L’art de la guerre. Impliquée dans divers conflits d’intérêts en raison de ses liens familiaux, la juge qui décide du sort d’Assange est mariée à un gros bonnet de l’industrie militaire et des services de renseignement.

Emma Arbuthnot est la juge en chef qui, à Londres, a instruit le procès pour l’extradition de Julian Assange vers les États-Unis, où il attend une peine de 175 ans de prison pour « espionnage », c’est-à-dire pour avoir publié, en tant que journaliste d’investigation, des preuves de crimes de guerre américains, notamment des vidéos sur les massacres de civils en Irak et en Afghanistan. Lors du procès, qui a été confié à la juge Vanessa Baraitser, toute demande de la défense a été rejetée.

En 2018, après l’abandon des charges d’agression sexuelle par la Suède, la juge Arbuthnot a refusé d’annuler le mandat d’arrêt afin qu’Assange ne puisse pas obtenir l’asile en Équateur.

Emma Arbuthnot a rejeté les conclusions du groupe de travail de l’ONU sur la détention arbitraire d’Assange.
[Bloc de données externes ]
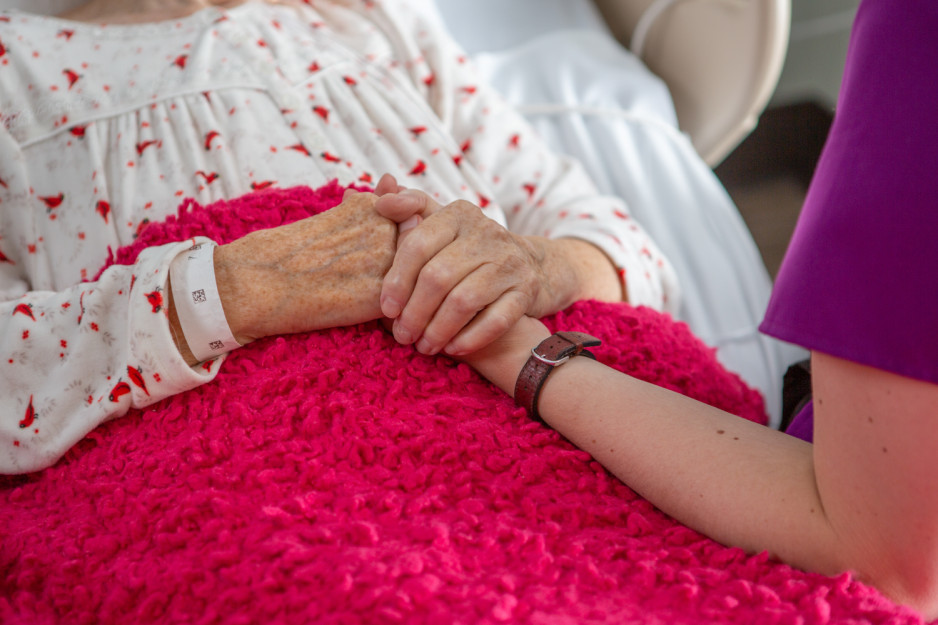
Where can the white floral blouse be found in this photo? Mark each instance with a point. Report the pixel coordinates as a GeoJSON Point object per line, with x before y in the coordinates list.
{"type": "Point", "coordinates": [108, 127]}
Également elle a ignoré les conclusions du chef de l’ONU contre la torture : « Assange, détenu dans des conditions injustifiées d’isolement extrême, présente les symptômes typiques d’une exposition prolongée à la torture psychologique ». En 2020, alors que des milliers de détenus ont été transférés en résidence surveillée pour lutter contre le coronavirus, Assange a été laissé en prison, exposé à la contagion dans des conditions physiques compromises. Dans la salle d’audience, Assange ne peut pas consulter d’avocat, mais il est maintenu isolé dans une cage de verre blindée et menacé d’expulsion s’il ouvre la bouche. Qu’est-ce qui se cache derrière ce harcèlement ?

Arbuthnot porte le titre de « Lady », étant l’épouse de Lord James Arbuthnot, dit « faucon » Tory, ancien ministre des achats de la défense, lié au complexe militaro-industriel et aux services secrets. Lord Arbuthnot est, entre autres, président du conseil consultatif britannique de Thales, une multinationale française spécialisée dans les systèmes aérospatiaux militaires, et membre de Montrose Associates, qui est spécialisé dans le renseignement stratégique (postes très rémunérés).

Lord Arbuthnot est membre de la Henry Jackson Society (HJS), un groupe de réflexion transatlantique influent lié au gouvernement et aux services de renseignement américains. En juillet dernier, le secrétaire d’État américain Mike Pompeo s’est exprimé lors d’une table ronde du HJS à Londres : depuis qu’il a été directeur de la CIA en 2017, il a accusé WikiLeaks, fondée par Assange, d’être « un service d’espionnage de l’ennemi ». La même campagne mène la Henry Jackson Society, accusant Assange de « semer le doute sur la position morale des gouvernements démocratiques occidentaux, avec le soutien des régimes autocratiques ». Au sein du conseil politique de la HJS, aux côtés de Lord Arbuthnot, se trouvait jusqu’à récemment Priti Patel, l’actuel ministre de l’Intérieur du Royaume-Uni, qui est responsable de l’ordre d’extradition d’Assange.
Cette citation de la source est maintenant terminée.